The “Washington Monument strategy” is named after a tactic used by the National Park Service to threaten closure of the popular Washington Monument when lawmakers proposed serious cuts in spending on parks.
Roll Call calls it “an old legislative ploy where an agency threatens to close popular services first.”
The strategy is used at all levels of government in an attempt to get the public to rally around government services they take pride in or find useful.
A classic example of the Washington Monument Strategy occurred when there were proposed budget cuts to the National Park Service.
In response, the agency highlighted that such cuts would force them to reduce the operating hours or even close popular national monuments and parks.

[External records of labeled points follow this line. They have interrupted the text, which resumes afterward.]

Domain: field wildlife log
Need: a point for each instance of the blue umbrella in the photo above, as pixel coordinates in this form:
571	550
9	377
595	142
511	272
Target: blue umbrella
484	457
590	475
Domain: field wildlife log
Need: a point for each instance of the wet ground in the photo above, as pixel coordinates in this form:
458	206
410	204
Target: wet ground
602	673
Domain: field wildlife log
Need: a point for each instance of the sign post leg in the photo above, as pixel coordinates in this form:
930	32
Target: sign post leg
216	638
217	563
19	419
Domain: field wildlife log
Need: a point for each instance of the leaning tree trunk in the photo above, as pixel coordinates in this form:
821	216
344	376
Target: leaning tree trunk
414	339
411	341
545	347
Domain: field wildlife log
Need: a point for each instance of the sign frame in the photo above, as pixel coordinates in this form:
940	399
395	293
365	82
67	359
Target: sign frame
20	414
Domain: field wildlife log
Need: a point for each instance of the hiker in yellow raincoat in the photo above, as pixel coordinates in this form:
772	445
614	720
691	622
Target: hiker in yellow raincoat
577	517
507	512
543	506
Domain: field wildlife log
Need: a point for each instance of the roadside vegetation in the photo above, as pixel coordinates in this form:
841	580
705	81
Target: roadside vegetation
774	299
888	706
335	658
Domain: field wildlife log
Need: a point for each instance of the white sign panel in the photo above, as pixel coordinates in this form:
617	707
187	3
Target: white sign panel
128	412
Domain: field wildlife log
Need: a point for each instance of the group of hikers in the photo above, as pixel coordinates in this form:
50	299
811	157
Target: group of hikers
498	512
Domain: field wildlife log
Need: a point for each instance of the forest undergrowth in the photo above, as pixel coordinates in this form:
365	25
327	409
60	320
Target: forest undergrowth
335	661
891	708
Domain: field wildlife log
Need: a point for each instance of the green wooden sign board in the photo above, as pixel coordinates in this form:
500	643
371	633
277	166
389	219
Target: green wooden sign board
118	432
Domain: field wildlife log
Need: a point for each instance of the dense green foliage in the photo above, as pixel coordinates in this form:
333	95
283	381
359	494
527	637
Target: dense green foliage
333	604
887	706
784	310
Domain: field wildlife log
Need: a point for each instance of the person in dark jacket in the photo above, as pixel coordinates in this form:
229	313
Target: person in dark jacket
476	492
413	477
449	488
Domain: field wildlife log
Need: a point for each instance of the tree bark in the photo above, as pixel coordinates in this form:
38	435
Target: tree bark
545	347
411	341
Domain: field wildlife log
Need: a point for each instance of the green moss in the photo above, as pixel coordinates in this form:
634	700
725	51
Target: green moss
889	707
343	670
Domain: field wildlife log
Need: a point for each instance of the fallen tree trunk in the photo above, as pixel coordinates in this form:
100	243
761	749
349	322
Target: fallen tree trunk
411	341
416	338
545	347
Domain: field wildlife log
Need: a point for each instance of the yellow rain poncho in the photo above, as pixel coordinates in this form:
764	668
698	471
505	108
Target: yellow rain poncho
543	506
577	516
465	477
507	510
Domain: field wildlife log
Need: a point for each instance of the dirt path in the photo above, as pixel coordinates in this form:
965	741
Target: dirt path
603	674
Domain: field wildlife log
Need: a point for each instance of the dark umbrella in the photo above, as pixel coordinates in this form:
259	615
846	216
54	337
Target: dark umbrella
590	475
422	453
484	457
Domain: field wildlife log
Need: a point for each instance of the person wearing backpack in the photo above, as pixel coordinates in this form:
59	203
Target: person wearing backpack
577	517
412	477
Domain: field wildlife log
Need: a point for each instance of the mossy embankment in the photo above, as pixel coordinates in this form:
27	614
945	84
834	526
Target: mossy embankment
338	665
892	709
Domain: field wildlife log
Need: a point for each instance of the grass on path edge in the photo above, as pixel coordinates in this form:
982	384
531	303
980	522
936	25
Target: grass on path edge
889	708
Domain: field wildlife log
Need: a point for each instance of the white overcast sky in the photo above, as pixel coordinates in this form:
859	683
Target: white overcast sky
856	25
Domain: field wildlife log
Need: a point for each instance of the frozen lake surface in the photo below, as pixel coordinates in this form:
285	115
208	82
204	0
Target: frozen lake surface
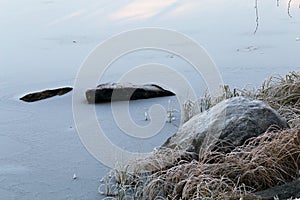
44	42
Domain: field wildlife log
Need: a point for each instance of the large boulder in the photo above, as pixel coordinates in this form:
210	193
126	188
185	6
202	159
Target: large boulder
124	92
37	96
229	123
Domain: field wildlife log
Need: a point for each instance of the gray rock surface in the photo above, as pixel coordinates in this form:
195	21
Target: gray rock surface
230	123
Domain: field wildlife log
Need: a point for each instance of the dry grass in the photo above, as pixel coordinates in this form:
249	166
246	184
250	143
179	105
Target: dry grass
262	162
281	93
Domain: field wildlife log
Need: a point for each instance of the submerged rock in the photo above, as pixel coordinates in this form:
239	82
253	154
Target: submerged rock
230	123
124	92
37	96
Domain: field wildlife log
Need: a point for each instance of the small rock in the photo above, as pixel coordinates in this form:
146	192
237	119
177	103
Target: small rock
37	96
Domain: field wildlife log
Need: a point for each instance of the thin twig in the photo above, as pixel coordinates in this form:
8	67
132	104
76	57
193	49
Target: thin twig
257	17
289	8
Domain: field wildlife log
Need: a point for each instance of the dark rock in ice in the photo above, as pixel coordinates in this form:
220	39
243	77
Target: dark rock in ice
124	92
37	96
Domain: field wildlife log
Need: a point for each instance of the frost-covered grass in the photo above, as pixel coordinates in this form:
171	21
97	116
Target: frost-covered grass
263	162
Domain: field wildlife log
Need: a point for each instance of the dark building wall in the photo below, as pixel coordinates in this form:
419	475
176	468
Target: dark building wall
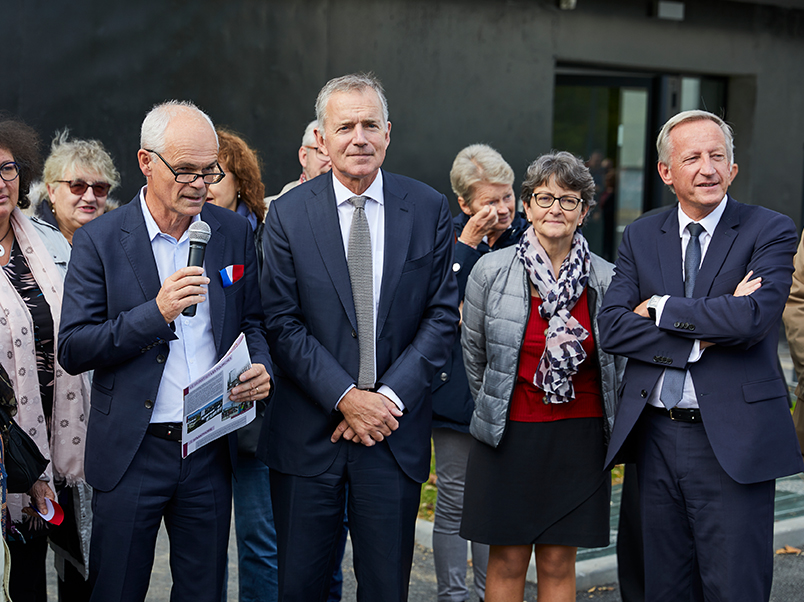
456	72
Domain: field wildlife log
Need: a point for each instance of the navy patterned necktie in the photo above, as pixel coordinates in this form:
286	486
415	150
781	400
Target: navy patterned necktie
673	385
361	273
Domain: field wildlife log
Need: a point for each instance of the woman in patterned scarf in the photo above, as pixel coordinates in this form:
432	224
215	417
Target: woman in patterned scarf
544	391
52	404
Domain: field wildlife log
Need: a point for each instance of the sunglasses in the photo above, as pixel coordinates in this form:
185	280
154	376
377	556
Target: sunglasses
79	187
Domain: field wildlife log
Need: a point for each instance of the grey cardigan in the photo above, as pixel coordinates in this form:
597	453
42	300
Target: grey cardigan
495	313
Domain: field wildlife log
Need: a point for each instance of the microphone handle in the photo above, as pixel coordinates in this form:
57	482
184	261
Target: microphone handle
195	258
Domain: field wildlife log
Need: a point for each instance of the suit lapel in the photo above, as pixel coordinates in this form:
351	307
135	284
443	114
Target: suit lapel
399	214
722	241
322	213
137	247
213	262
669	248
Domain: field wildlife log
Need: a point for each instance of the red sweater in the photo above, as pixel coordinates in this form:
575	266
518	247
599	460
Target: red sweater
527	403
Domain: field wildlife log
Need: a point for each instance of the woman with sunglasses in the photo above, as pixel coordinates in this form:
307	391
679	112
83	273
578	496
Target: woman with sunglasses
78	175
52	403
544	391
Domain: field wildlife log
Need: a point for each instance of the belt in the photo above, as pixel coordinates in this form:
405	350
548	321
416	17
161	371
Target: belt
165	430
692	415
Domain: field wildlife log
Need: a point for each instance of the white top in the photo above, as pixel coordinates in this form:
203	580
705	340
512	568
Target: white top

By publicizing the potential closure of beloved and iconic sites, the National Park Service aimed to galvanize public opposition to the budget cuts, hoping that the resulting public outcry would pressure lawmakers into maintaining or increasing the agency’s funding.
This strategy plays on the emotional connection people have with national landmarks and the public’s desire to maintain access to them.
Closing libraries on certain days of the week or reducing days of trash pick up appears to have the same effect.
Use of “Washington Monument Strategy” in a sentence
- Critics argue that the Pentagon is employing a Washington Monument strategy by threatening to cut popular programs first, thereby rallying public opposition to any budget reductions.
- The mayor warned that closing the community center was not a Washington Monument strategy but a necessity due to dire budget constraints, though many constituents remained skeptical.
- During budget negotiations, the agency director was accused of using a Washington Monument strategy by announcing the potential closure of national parks, thus aiming to generate public outcry and preserve funding.